Object-Q: What do you like to have for dinner?

These are three regular forms of questions in English. The yes/no types require a ‘yes’ or ‘no’ in the answer, hence they are called yes/no questions.

 Now we are going to turn each of them into an embedded question and keep an eye on the structures of them. We could also, add a statement to the Yes/no question. For example,

Yes/no-Q: Does he go to college regularly?

Embedded-Q: Do you know if he goes to college regularly?

Embedded: I am not sure if he goes to college regularly.

Notice the word “if” is added before the original question and the verb “do” is placed after the subject. So the structure of these types of questions is:


Yes/no-Q: Aux + sub + main verb

Embedded-Q: question + if + sub+ main verb

Embedded: Statement + if + sub+ main verb

Next one is the subject-Q. What’s a subject-Q? When the answer to a question is the subject of the answer, then it is a Subject-Q. To illustrate,

Subject-Q: What is your favorite restaurant?

Embedded-Q: Does he know what your favorite restaurant is?

Embedded: I know what your favorite restaurant is.

Notice the verb “is” goes at the end of the sentence and this is the most important part to remember. Here “is” is the main verb not auxiliary. The formation of Subject questions is:

Subject Q: W/h + verb + subject

Embedded-Q: Question + w/h + subject + verb

Embedded: statement + w/h + subject + verb

There is an exception to this format. When we use the word “who” to form a Subject-Q, we have to remember the following format:

Subject-Q: Who parked the car here?

Embedded: I don’t know who parked the car here.

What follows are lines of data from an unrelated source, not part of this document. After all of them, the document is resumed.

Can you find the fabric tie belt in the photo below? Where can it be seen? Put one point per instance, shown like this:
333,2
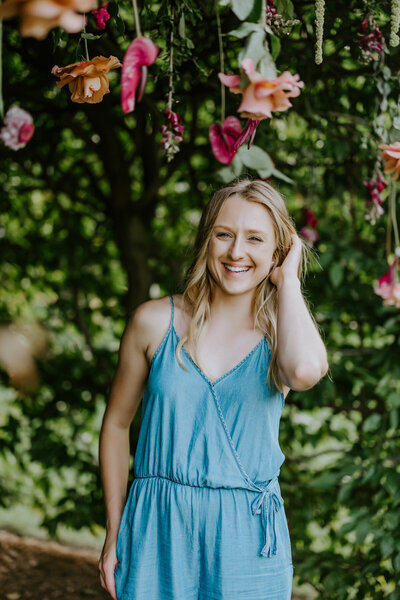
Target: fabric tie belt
268,502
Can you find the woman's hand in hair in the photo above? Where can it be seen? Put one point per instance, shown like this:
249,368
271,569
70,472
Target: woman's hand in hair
289,268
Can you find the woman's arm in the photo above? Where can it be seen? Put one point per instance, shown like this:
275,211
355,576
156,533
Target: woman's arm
301,355
126,393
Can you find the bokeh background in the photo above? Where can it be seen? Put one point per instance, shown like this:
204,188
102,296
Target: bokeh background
94,220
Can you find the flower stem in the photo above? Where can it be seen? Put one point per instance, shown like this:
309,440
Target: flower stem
86,46
394,218
1,70
171,61
221,62
394,23
137,20
319,29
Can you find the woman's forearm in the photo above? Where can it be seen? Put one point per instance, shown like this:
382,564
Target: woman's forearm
114,457
302,355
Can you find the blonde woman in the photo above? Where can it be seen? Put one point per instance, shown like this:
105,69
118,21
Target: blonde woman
204,518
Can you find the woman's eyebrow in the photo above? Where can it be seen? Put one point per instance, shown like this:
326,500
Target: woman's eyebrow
247,230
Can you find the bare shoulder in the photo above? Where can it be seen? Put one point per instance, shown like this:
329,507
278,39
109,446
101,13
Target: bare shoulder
149,323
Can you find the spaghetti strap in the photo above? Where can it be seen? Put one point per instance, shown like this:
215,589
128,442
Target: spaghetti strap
172,313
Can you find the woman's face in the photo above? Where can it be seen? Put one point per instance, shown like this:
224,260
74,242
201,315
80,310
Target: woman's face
241,246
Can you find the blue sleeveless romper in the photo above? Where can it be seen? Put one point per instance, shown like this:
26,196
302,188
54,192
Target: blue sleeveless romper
204,518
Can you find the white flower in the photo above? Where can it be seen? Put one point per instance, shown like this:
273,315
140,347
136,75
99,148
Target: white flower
18,128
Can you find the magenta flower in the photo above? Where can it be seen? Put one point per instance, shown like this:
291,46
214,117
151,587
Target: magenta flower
140,54
101,15
223,138
375,210
172,134
372,41
18,128
309,230
387,288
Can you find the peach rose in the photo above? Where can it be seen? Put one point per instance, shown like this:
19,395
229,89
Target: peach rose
391,155
262,96
37,17
87,80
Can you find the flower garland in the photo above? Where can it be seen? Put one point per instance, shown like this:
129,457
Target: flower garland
319,29
394,23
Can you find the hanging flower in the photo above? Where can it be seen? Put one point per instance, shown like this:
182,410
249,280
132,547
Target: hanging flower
309,231
319,29
372,41
18,128
86,80
140,54
375,187
391,155
223,138
172,134
101,15
37,17
262,96
387,288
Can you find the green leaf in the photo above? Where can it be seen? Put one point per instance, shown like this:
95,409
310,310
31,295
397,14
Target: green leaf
275,46
285,8
280,175
336,274
255,158
242,8
245,29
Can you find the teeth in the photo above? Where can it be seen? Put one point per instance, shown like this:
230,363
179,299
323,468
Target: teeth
237,269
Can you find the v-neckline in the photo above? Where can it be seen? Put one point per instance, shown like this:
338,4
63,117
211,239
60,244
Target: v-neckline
232,370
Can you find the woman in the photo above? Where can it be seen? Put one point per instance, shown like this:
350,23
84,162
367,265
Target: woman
204,518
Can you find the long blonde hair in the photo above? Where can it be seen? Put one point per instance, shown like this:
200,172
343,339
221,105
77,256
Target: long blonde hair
199,285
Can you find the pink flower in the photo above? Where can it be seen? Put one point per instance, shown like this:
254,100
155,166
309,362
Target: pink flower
387,288
140,54
18,128
101,15
375,210
262,96
391,155
309,234
172,134
309,230
223,138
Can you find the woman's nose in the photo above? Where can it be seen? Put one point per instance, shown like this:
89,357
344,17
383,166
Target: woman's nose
236,249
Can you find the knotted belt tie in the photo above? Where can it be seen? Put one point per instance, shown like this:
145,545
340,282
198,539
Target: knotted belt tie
268,502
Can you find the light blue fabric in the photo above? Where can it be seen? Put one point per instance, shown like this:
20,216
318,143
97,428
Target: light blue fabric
204,518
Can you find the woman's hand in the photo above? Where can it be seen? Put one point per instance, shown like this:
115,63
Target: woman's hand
288,269
107,563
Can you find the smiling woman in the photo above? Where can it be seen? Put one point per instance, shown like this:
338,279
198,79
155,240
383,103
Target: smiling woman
204,517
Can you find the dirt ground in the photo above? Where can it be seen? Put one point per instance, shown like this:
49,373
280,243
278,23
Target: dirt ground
32,569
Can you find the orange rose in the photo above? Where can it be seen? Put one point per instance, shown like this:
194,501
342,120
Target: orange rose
37,17
391,155
86,80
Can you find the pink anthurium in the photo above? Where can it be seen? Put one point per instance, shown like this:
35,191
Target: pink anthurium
223,138
140,54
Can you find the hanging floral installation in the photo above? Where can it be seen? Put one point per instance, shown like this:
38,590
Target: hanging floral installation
18,128
37,18
101,16
87,80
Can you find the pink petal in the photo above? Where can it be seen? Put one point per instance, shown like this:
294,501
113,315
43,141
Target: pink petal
141,52
222,139
231,81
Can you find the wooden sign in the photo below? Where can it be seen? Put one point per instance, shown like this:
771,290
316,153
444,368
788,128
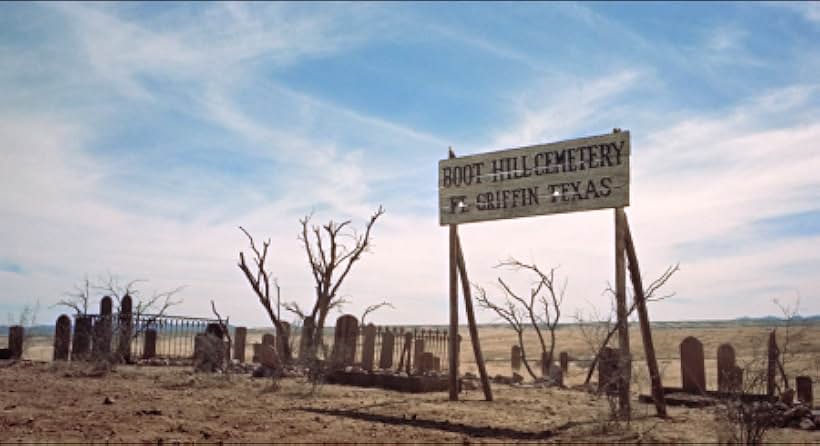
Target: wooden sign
568,176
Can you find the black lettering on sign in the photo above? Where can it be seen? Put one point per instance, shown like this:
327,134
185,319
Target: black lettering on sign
446,177
606,186
458,202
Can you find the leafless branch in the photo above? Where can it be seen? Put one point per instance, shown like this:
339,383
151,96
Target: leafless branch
649,295
372,308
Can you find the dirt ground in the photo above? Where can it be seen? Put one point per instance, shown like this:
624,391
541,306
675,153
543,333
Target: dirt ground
66,402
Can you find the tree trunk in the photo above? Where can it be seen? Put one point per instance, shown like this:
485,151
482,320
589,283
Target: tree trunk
524,355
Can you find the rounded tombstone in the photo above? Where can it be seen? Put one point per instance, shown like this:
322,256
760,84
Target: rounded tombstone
105,306
214,329
693,375
62,338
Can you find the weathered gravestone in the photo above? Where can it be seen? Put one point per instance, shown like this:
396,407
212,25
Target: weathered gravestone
425,362
693,374
404,361
16,336
240,334
62,338
550,371
564,358
771,370
344,341
386,354
608,373
306,338
81,342
418,350
282,347
368,347
515,357
215,329
269,339
209,353
269,357
101,348
257,352
126,329
149,348
804,390
726,365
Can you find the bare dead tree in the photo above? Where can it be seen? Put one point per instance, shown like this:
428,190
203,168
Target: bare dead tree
650,294
150,307
550,296
791,314
260,280
509,312
330,261
223,324
154,305
373,308
79,298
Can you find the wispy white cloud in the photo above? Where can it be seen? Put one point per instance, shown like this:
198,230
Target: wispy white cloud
699,176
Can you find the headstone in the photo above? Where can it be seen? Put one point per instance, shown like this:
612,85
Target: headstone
257,352
269,358
16,336
418,350
215,329
269,339
62,338
693,375
368,347
804,390
149,349
81,343
771,371
386,354
209,353
608,374
106,306
240,334
515,357
344,341
726,365
735,381
282,348
306,338
102,330
556,375
425,362
564,358
405,353
125,332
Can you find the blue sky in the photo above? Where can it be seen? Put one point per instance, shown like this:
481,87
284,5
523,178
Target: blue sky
135,138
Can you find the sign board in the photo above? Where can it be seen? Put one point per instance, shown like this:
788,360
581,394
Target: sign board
568,176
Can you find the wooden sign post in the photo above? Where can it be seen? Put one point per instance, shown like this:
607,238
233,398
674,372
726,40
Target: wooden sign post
569,176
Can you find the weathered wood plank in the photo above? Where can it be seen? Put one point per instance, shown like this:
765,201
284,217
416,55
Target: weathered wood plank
568,176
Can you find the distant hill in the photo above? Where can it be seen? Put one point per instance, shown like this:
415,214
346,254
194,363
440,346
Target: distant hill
799,318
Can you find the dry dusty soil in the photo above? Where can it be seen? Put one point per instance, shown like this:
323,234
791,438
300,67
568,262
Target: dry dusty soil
63,402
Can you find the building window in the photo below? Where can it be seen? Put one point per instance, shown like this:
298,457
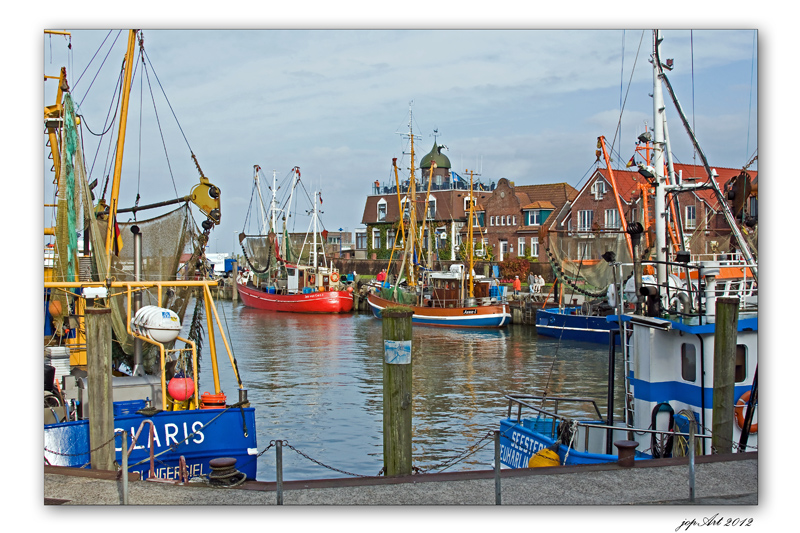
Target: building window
432,208
381,210
584,251
598,189
752,209
612,219
691,217
585,219
441,235
391,233
688,362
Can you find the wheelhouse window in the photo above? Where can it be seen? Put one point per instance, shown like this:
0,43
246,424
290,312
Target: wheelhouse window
740,370
381,210
690,222
688,362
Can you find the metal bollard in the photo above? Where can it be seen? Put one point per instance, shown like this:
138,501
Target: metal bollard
497,491
691,462
124,467
279,470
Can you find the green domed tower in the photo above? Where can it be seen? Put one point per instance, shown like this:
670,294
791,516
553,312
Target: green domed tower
441,176
435,155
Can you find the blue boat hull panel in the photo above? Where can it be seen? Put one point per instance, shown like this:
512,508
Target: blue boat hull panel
198,435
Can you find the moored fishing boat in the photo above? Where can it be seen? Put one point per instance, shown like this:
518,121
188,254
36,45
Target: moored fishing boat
274,281
149,402
453,298
690,374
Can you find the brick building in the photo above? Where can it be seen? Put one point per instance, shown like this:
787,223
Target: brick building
594,214
507,217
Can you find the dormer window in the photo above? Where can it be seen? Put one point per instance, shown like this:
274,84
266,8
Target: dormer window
381,210
598,189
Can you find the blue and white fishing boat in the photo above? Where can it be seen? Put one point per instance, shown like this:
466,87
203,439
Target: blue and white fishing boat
147,406
672,395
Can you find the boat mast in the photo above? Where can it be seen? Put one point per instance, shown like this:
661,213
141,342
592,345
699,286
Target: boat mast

Notice in this one, the verb don’t sit at the end instead it remained at the same place. The last type is Object-Q. The Object-Q asks information about the subject. Here is an example:

Object-Q: what do you love to eat?

Embedded-Q: would you tell me what you love to eat?

Notice the auxiliary verb “do” is omitted in the embedded question. The Structure of the Object questions is:

Object-Q: w/h + auxiliary verb (do/did) + sub + verb

Embedded-Q: question + w/h + sub + verb


When to use embedded questions?

In some situations, the use of embedded questions is more preferable than regular questions. They are:

1. When we want to ask something in a polite way

Instead of saying “where is the bank?” we could say,

“Could you tell me where the bank is?” which is more polite.

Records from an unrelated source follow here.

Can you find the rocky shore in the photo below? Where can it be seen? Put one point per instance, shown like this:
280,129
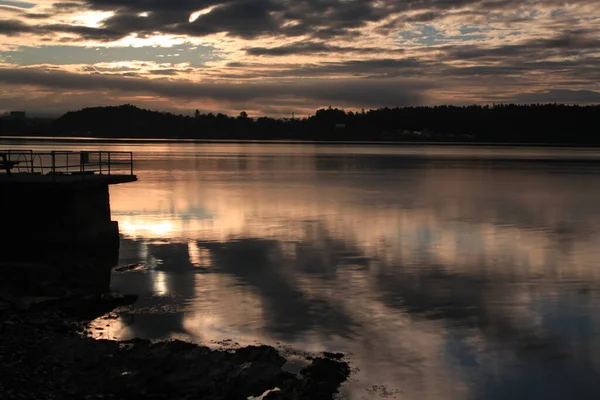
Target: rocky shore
45,354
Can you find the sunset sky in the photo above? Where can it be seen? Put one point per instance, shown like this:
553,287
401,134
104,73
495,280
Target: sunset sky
275,57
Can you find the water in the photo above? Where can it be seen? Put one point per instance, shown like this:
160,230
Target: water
443,272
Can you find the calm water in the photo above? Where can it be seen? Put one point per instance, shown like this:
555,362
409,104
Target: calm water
444,272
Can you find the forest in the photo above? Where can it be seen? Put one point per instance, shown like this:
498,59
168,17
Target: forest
504,123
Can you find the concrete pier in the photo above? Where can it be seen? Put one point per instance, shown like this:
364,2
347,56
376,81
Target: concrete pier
55,215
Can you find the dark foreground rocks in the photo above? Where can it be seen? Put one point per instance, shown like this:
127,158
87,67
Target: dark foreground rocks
45,355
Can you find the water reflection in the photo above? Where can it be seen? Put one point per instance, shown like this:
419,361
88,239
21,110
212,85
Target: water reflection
443,277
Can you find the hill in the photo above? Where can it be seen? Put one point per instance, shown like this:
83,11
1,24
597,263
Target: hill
549,123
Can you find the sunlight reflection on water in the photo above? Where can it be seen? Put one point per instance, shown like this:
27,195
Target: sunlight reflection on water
444,272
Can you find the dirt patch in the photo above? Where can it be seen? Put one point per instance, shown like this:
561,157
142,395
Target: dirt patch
45,355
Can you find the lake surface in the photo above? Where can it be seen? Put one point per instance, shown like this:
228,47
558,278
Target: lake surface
443,272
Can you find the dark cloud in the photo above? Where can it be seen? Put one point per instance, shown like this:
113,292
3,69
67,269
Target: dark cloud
363,92
560,96
37,16
320,19
313,48
14,28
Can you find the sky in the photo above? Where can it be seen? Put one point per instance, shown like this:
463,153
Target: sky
278,57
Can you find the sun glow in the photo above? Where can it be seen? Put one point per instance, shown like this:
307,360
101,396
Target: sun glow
195,15
92,19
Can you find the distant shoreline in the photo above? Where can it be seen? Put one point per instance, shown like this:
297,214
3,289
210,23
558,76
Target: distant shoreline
127,140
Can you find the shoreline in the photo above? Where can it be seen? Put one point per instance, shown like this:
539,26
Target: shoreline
129,140
45,352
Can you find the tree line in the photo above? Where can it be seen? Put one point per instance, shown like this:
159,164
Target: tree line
503,123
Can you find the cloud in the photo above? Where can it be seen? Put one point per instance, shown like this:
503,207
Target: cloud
559,96
312,51
313,48
351,92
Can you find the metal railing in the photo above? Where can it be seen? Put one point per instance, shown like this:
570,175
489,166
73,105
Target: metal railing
69,162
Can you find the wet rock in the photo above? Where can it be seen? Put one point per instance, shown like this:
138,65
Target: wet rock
333,356
129,268
43,355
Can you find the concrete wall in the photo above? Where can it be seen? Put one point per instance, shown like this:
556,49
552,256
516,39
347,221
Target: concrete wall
65,226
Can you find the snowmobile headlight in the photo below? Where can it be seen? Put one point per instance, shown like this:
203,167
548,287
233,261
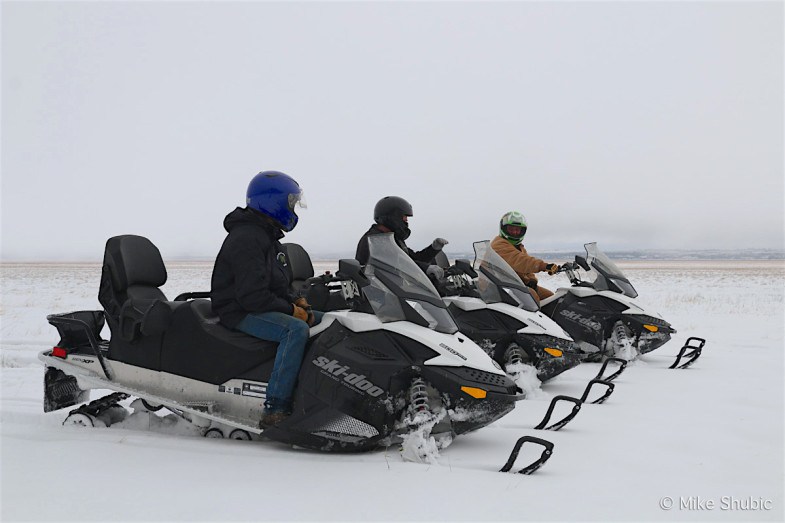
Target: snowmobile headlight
474,392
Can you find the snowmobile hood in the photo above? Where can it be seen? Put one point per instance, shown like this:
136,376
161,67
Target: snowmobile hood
245,216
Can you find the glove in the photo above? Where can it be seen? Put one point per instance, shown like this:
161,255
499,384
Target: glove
439,243
302,302
435,272
300,313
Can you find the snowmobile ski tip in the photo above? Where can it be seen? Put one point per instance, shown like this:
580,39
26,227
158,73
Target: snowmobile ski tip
602,398
622,365
545,456
693,354
559,424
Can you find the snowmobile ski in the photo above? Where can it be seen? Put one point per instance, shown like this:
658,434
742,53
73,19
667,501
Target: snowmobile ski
693,354
545,456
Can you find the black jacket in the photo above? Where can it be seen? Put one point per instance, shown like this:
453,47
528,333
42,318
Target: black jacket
423,258
250,273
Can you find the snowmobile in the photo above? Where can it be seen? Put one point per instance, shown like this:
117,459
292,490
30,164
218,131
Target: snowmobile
600,313
392,363
494,308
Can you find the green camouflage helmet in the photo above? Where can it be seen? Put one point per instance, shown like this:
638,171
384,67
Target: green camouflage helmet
514,219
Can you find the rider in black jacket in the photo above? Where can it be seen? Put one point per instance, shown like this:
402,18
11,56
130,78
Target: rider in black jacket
250,284
391,214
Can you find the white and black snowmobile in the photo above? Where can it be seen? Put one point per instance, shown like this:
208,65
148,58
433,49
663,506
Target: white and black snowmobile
599,310
392,364
493,306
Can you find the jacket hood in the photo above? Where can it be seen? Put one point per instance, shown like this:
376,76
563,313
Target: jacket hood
245,216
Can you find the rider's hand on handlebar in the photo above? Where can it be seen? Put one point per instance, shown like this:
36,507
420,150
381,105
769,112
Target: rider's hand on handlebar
439,243
299,313
435,272
302,302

2. When we want to give information which is unknown to the speaker

Like this one:

Regular-Q: What is your plan?

Embedded: I have no idea what your plan is.

3. When we need to speak in indirect speech

Direct speech: What do you do in the holidays?

Indirect speech: She asked me what I did in the holidays.

Keep in mind, we don’t need to memorize all the structures of the embedded questions. It should be practiced more and after some time it would come naturally without thinking about the formations.